Stirring the Stones of the College on the Hill

Daily chapel wasn’t mandatory when I went to St. Olaf, as it had been in days of yore; but nearly everybody went anyway. It was to be one of many surprises for me. Another: the organ bit at the end — not for walking out. You stayed put, in your pew. Or more accurately, it pinned you there, helpless, until the final strains, grand or sweet, dissonant or of a simple harmony faded, abandoning you to the ordinary day. People stood, hands on the backs of pews, facing the simple altar, the warm windows, or looking up at the source of the music. Some sat, lounging on elbows or legs tucked under.

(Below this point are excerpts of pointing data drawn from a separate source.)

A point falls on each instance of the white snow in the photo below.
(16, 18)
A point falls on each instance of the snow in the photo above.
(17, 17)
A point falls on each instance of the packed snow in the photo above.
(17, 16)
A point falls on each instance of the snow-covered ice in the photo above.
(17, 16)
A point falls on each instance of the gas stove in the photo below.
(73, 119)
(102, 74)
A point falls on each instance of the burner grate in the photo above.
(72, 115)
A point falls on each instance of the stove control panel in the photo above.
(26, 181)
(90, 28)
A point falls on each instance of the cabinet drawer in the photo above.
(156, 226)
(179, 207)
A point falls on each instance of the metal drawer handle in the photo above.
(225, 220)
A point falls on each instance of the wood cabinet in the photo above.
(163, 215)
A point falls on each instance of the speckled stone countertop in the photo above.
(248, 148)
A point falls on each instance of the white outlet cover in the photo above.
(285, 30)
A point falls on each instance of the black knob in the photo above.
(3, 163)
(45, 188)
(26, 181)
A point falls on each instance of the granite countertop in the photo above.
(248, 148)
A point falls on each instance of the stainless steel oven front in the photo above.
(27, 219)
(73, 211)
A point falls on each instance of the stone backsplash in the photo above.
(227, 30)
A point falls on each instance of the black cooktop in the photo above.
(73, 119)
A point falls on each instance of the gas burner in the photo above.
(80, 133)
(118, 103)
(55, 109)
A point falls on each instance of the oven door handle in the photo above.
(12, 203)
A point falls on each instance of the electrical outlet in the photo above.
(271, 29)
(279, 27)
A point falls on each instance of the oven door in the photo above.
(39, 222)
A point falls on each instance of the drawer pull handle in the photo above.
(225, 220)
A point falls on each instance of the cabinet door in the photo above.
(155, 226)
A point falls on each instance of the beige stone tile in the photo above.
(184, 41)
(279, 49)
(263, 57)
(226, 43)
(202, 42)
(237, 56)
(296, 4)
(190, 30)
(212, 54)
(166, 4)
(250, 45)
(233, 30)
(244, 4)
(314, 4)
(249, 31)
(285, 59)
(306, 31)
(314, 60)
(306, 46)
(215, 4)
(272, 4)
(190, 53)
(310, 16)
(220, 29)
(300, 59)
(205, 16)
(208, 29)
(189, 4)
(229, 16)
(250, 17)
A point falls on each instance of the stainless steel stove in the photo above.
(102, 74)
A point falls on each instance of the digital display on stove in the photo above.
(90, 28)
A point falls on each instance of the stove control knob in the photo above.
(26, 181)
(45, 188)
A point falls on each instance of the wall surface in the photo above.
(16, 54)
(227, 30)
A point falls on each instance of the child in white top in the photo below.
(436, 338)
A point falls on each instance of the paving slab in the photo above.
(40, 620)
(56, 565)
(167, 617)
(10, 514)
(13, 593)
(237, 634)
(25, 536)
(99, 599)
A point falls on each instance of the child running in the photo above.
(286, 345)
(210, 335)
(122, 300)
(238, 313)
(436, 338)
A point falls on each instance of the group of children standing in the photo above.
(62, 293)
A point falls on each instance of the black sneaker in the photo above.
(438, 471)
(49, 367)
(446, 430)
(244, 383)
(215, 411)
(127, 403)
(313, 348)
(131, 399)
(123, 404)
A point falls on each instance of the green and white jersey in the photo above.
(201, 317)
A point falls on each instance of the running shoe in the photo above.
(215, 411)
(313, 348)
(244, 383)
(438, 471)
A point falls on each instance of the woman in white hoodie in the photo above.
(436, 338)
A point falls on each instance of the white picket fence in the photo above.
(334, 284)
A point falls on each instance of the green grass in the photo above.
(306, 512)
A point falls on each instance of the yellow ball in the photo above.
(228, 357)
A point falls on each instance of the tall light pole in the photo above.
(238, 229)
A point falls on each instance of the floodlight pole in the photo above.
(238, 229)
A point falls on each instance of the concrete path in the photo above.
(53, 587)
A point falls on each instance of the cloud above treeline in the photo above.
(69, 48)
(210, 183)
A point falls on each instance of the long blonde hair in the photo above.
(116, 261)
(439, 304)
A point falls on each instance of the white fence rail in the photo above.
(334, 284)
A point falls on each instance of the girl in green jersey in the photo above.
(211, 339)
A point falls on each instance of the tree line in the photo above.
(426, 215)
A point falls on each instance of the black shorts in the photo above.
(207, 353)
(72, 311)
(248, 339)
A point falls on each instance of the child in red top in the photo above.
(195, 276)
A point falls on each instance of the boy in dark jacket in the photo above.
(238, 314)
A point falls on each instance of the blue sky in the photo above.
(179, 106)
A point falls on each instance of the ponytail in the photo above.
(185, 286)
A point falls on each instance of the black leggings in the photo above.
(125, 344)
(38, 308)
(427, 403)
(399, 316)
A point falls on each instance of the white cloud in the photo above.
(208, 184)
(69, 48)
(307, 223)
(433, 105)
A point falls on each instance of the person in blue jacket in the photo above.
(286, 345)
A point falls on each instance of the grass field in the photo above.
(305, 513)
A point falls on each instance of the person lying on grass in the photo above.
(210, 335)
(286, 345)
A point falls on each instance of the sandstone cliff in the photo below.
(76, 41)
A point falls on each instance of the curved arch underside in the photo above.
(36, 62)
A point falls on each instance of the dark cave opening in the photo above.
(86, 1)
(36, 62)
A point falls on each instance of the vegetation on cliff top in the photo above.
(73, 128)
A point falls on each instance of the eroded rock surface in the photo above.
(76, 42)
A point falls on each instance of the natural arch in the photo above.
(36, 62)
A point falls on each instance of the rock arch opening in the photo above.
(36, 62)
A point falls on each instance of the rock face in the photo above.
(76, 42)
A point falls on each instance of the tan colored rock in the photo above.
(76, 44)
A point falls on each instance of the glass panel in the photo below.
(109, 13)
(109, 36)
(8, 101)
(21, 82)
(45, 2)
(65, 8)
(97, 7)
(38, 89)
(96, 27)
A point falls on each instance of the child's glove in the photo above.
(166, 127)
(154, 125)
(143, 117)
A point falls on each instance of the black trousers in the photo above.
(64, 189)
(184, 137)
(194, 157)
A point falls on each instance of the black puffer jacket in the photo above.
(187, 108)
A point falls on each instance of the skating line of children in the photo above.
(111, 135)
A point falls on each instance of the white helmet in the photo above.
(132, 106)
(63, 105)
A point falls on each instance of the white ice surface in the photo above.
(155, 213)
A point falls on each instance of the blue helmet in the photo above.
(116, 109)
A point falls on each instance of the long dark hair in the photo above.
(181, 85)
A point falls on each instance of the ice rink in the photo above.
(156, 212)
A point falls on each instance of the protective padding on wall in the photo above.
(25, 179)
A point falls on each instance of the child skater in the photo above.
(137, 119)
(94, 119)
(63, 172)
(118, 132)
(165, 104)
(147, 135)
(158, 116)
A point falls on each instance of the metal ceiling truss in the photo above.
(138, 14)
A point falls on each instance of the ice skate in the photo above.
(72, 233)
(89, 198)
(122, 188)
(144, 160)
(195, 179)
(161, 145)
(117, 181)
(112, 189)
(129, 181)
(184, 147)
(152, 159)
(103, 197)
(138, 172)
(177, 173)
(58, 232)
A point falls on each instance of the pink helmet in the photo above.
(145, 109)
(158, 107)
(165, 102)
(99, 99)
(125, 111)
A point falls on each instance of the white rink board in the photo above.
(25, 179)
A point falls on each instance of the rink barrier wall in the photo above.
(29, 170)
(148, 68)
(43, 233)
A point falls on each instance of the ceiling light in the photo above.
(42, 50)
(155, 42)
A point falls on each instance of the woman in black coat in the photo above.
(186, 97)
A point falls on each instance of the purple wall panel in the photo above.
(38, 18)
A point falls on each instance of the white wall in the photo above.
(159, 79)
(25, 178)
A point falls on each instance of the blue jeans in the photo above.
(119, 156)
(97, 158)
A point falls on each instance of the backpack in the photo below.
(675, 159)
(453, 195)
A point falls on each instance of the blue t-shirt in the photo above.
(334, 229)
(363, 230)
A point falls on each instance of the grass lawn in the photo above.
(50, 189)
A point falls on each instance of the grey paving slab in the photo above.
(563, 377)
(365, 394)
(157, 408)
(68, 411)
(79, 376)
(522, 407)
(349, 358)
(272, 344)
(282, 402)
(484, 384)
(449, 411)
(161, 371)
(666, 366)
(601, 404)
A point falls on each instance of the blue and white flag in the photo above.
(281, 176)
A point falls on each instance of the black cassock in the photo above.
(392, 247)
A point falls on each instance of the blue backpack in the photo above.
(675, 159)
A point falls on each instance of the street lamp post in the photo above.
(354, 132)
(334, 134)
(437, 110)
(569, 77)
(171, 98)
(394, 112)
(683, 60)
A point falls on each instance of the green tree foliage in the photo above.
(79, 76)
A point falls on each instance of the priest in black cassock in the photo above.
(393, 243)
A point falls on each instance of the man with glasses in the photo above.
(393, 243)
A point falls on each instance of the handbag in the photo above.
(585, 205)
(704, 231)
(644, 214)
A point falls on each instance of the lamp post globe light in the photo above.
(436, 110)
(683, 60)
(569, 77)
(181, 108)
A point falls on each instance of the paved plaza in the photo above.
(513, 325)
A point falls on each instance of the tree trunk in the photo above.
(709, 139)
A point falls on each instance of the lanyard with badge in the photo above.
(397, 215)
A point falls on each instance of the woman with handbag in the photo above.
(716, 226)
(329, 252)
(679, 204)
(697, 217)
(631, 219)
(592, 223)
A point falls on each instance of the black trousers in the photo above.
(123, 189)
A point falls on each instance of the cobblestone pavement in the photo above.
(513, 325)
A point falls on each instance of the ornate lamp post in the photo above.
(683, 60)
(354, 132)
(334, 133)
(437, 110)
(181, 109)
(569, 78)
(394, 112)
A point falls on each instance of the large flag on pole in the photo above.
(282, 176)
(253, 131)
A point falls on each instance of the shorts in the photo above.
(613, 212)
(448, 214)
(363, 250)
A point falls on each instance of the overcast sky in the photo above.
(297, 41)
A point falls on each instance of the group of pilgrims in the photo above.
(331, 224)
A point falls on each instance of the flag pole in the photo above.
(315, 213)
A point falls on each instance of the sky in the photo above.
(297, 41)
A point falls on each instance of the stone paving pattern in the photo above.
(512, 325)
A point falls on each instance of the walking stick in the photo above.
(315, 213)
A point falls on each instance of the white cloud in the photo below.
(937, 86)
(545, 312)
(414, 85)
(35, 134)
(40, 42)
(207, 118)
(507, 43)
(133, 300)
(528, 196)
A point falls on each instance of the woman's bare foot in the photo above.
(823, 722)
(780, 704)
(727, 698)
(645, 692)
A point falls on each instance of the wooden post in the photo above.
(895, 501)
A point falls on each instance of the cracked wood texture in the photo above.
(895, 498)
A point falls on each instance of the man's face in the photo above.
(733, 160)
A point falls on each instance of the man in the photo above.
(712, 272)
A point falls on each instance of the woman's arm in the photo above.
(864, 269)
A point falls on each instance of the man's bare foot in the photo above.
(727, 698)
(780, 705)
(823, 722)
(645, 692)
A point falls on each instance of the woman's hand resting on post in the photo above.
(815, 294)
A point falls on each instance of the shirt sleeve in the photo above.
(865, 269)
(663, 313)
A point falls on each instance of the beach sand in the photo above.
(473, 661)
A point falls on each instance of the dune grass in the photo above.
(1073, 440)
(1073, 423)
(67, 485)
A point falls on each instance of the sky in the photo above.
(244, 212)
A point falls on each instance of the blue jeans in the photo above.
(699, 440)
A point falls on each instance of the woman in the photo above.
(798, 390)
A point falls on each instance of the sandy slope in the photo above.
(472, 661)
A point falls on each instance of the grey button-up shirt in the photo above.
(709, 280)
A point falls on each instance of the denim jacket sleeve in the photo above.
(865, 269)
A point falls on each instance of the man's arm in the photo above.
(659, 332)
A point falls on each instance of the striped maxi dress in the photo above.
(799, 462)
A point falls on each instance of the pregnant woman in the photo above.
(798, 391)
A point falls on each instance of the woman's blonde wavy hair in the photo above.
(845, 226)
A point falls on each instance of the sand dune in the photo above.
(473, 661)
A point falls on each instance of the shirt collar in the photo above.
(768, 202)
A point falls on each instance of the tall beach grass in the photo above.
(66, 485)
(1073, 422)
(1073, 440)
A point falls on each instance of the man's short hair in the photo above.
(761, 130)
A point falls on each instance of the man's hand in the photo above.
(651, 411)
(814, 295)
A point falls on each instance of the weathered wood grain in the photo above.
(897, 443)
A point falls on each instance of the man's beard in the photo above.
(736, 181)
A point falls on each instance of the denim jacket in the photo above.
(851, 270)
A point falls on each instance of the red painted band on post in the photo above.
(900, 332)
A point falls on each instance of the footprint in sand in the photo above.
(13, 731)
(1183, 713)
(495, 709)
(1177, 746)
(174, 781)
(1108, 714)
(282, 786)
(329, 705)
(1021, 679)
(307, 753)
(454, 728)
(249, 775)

The organist was almost as new as I, a freshman to the campus in 1984 checking out the chapel. The psalm that day was one of the last in the collection, Psalm 148, a psalm of praise from the heavens to earth and back again. When the service ended, John Ferguson struck the first notes, and I began to walk out. But the music rose like a tide from the back of the church, came crashing. I sat. Ferguson let loose, forging the words in new lyric-less ways: “Praise YHWH, all sea monsters and ocean depths, fire and hail, snow and smoke, storm wind that executes His command…” It was as if the entire universe with all of its weight and all of its glory had come to bear on our little hill.

A dry campus with high academic standards, St. Olaf is remarkably comfortable with drama. Not the in-your-face drama of hyped radicalism but the deep drama of fierce weather and big-hearted actions born of an authentic faith. I am so proud of the cutting-edge sustainability that St. Olaf has realized, not just because it’s the right thing to do but because it fit with the integrity of a college that connects head, heart, and soul.

Cynicism flees from that place like stray leaves when winter hits. Then, winds that have gathered across the southern Minnesota prairie tear over the hill on which St. Olaf was built some 225 years ago by Norwegian Lutheran farmers. The air on a clear day is so clean that it almost hurts, as pure as revelation.

Yesterday I received the billet that my parents sent from an event their Duluth congregation hosted recently: “Songs for the Journey,” with the St. Olaf Cantorei, conducted by John Ferguson. He’s retiring. I left St. Olaf a long time ago, but it hasn’t left me. I suspect he’ll feel the same and maybe even more. Godspeed.